By Gregor Gosciniak and Benjamin Josephs

16 September 2007: The scattered district administration of Neuss has been brought together under one roof – in a converted 1960s-built department store, which is also a complex for politics and art. This might seem an almost improbable transformation, but it has been achieved with great success within 21 months of the store’s closure.

Architects Robert and Oliver Ingenhoven set to work in 1999 and sympathetically planned the reconstruction so that it blended in with the town landscape. The result has been a ‘compact urban ensemble’.

The complex lies in the southern end of the main shopping street and is within sight of the town hall, the St. Quirinus, the Clemens-Sels-Museum and the Obertor.

The former department store houses the various offices of the district administration, the new stage of the Rheinisches Landestheater, an arts cinema, a restaurant and a shopping arcade.

The administration, which was scattered all over the town following a local government reform 25 years ago, not only enjoys this centralisation of all of its departments, but was able to relocate its headquarters from Grevenbroich to Neuss. The project has united cultural, political and commercial functions under one roof, and where private enterprise, municipal, district and regional government have entered into a new partnership.

This metamorphosis was achieved by means of bold and radical architectural measures that have left practically no trace of the building’s original use. The new colour is gleaming white. Virtually the only thing to be retained was the reinforced concrete skeleton frame, as well as large parts of the floor bays.

The building is divided along its central axis into two halves. The newly-drawn boundary has a legal significance, for the district of Neuss and the Neusser Bauverein (Neuss Building Association) were joint clients. The district administration, with offices for 265 local government employees, occupies the tract facing away from the town centre. At the front is the theatre, together with a small independent arts cinema and a restaurant. On the ground floor, a new arcade with a department store forms the division between the various facilities and the local government offices. Neuss has thus drawn the broader region together through the theatre, and has united the whole district by being the centre of the administration.

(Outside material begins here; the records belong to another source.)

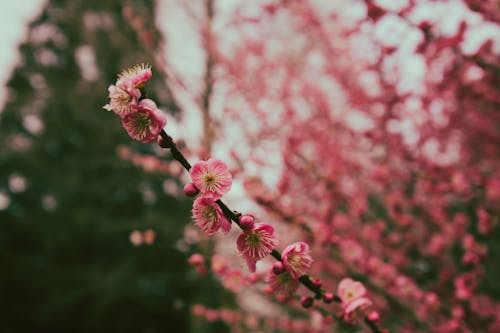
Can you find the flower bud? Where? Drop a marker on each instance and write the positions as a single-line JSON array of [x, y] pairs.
[[247, 222], [328, 298], [278, 268], [196, 259], [316, 283], [306, 301], [190, 190], [373, 316]]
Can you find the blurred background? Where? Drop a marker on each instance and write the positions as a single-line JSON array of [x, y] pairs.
[[368, 128], [68, 201]]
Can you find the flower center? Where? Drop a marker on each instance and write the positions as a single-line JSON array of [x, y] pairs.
[[209, 213]]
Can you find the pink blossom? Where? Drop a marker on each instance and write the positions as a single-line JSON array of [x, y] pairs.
[[352, 295], [136, 76], [123, 99], [256, 243], [136, 238], [149, 236], [145, 123], [212, 178], [196, 259], [296, 259], [234, 280], [209, 217], [283, 284], [356, 304], [348, 290]]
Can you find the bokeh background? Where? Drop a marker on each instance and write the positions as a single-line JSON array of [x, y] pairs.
[[68, 201], [356, 169]]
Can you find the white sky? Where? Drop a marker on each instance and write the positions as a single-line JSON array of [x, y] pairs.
[[14, 19]]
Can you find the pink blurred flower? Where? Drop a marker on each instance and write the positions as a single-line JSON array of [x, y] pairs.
[[196, 259], [136, 238], [296, 259], [352, 295], [283, 284], [136, 76], [348, 290], [256, 243], [234, 280], [145, 123], [149, 236], [209, 217], [356, 304], [212, 178], [218, 264]]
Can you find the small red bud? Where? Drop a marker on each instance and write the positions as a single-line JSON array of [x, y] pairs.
[[373, 316], [328, 298], [196, 259], [306, 301], [278, 268], [190, 190], [246, 222], [317, 283]]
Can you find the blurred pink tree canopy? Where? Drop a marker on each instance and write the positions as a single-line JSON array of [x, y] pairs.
[[369, 129]]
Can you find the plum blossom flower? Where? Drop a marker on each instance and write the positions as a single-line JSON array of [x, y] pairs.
[[125, 94], [209, 217], [352, 297], [145, 123], [256, 243], [136, 76], [123, 99], [212, 178], [283, 284], [296, 259]]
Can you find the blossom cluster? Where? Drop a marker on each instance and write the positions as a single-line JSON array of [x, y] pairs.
[[140, 116], [210, 181]]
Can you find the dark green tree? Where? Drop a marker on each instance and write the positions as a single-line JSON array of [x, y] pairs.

When the Merkur department store opened in 1962, it was hailed as ’’the most modern department store in West Germany’’. Its distinct form of functionalism implied a general reorientation towards an emporium-type concept, with the creation of broad, undivided areas in which the many and various wares were laid out, in more or less random order, in the paths of customers. It differed greatly from the traditional palatial style department store.

The great depth of the internal spaces necessitated artificial lightning, and since mixed forms of lightning were regarded as unsuitable for the presentation of coloured products, buildings of this type distanced themselves from the sunlight and the city. The Merkur - and later the Horten department store - was the answer to this unprecedented trend in Germany. This uniform style, by Helmut Rhode in 1958 for a project in Duisburg and later developed by Egon Eiermann into its most popular form – a facade clad with ceramic elements – heralded the principle of the corporate identity building. The building in Neuss was designed by Hentrich & Petschnigg Architects.